Land was a defensive back at Auburn University and graduated in 1987. He also said the one-day camps weren’t around as much back then, and he believes there are other ways high school prospects can sell themselves.
“One of the things is kids have been so through the Internet and YouTube that there’s a self-promotion element they have to do if they’re not one of these high-marquee kids. Maybe that does assist in recruiting somewhat, but our experience is the program you’re playing for can do as much recruiting as anything else. That’s the great thing about Dalton. College coaches will come to our program. The tradition and name draws coaches as well to an area. ... I still think the most effective way to get kids to the next level is coaches having a good relationship with college coaches.”
Coahulla Creek coach Jared Hamlin, who said he had 32 Division I offers as an offensive lineman and graduated from Virginia Tech in 1991, believes the one-day camps also cause a financial strain on the kids and their families.

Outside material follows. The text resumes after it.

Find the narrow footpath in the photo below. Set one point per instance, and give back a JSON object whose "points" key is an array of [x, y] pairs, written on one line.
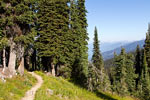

“When it starts costing kids money, that’s when I’m not sure if it’s worth it,” Hamlin said. “There are some kids who can’t afford it. It could cost $100 to attend a camp and then money for gas and what-not, there are some families who can’t afford it.”
But that’s life for most players in the Northwest Georgia region. You better enjoy the sport to put up with the letters, phone calls, and above all else, eight-hour trips across multiple state lines.
“If football is important to you and you think you have a chance, then it’s probably something you need to do,” Southeast Whitfield coach Sean Gray said.